I am new to this forum and first of all I just wanted to say this is by far the best forum for planted tanks out there... I am getting ready to switch my tank to a planted tank. I have never done a planted tank before so I am completely new to all of this, I Have a 105 gallon tank it measures 48in Long 18in Wide and 30in tall. My light is ordered and being shipped i have my DIY CO2 reactor all i need basically do is start looking at plants. I used to have South American Cichlids in my tank 3 very large oscars a bunch of others needs less to say my nitrate levels are off the charts. I would like to start a planted tank and i was considering switching from gravel to sand. What would be the better choice for a beginner?


----------



## Ed Seeley (17 Feb 2009)

Both sand and gravel are inert and don't add any nutrients for the plants.  This is fine as long as your dosing is up to scratch so the plants don't run out of nutrients but you could use a substrate that will supply nutrients to the plants and IMHO the best of those is Aquasoil.  It is more expensive but a really great substrate.


----------



## donrusso1478 (17 Feb 2009)

Thanks for the advice... I have another question now I had considered using substrate but i was told i cant have fish in the tank if i do. My goal is to have a planted discus tank so should i not use substrate is i want discus in the tank?


----------



## Ed Seeley (17 Feb 2009)

That's probably advise from discus keepers who keep their fish in bare tanks for hygiene reasons.  Look at James's journal with discus in and see what you can do!!!  Just don't feed too heavily with things like beefheart (though I wouldn't use this to feed to any fish as it feeds saturated mammalian fats to fish that cannot utilise them properly) and keep on top of your tank maintenance.


----------



## a1Matt (17 Feb 2009)

Substrate and fish together are no problem.
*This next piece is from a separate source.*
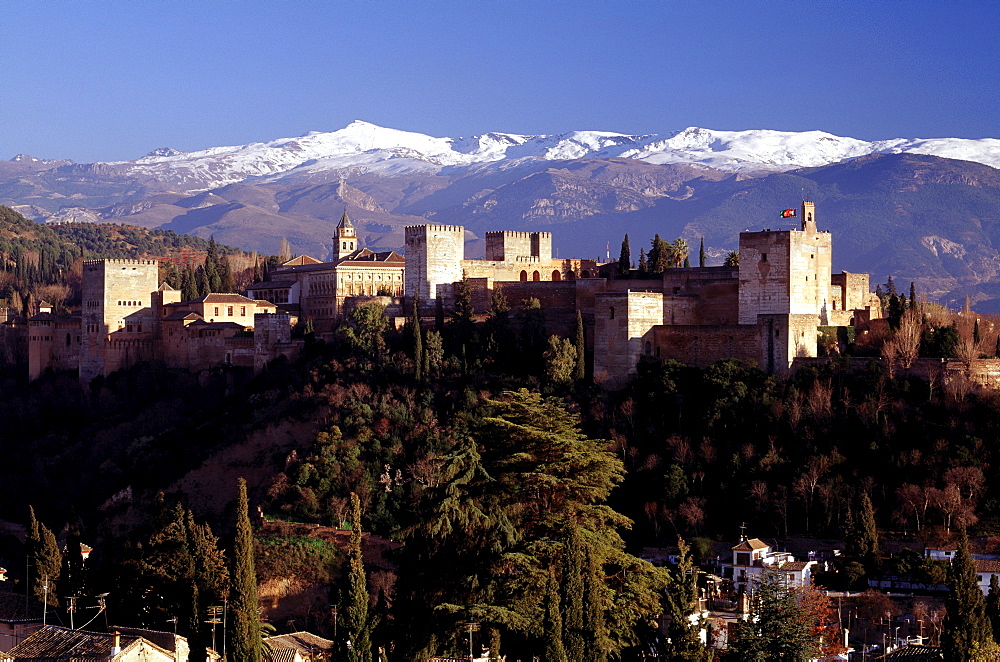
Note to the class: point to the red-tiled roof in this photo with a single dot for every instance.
(750, 545)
Some substrates can introduce ammonia into the tank for a short amount of time when first added, so the advice could have been related to that.
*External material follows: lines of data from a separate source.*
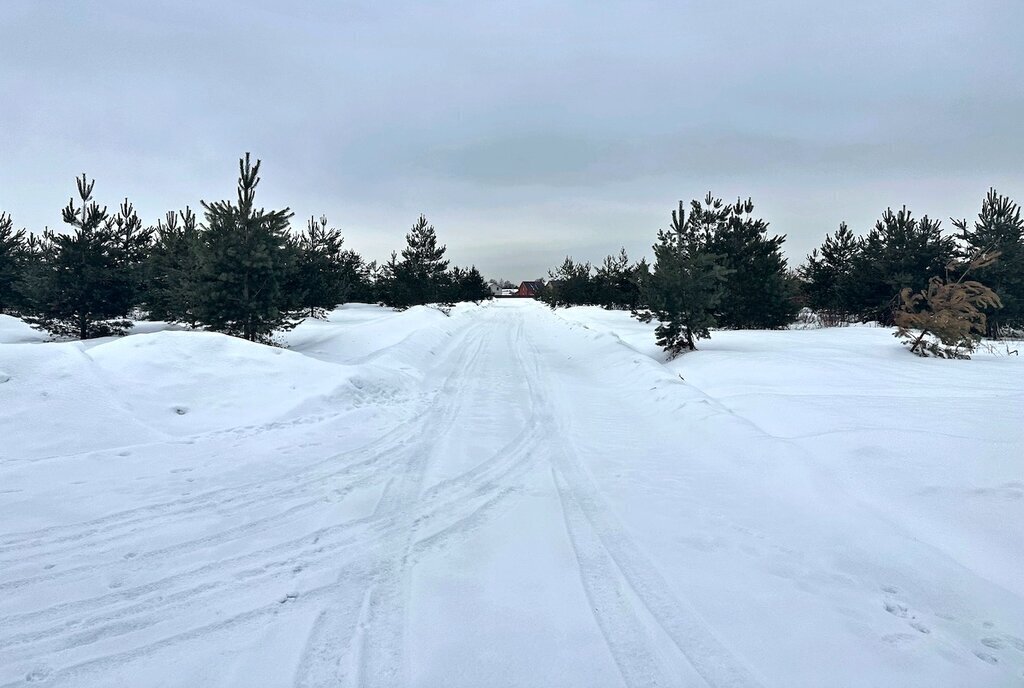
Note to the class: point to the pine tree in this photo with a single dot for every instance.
(900, 252)
(246, 259)
(134, 243)
(758, 293)
(12, 264)
(420, 276)
(571, 284)
(613, 284)
(468, 285)
(84, 290)
(687, 283)
(827, 274)
(328, 274)
(998, 228)
(172, 268)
It sounds like you do not currently have any fish in the tank and are setting it up from scratch. If this is the case you will be going through an ammonia cycle anyway which needs to be completed before adding fish.  So a bit of ammonia from the substrate will not make any difference to the startup process for you.


----------



## Dwarf-P. (1 Mar 2009)

if it were me, sand, as long as you have good filtration imo it will be clean and look better than chunky gravel


----------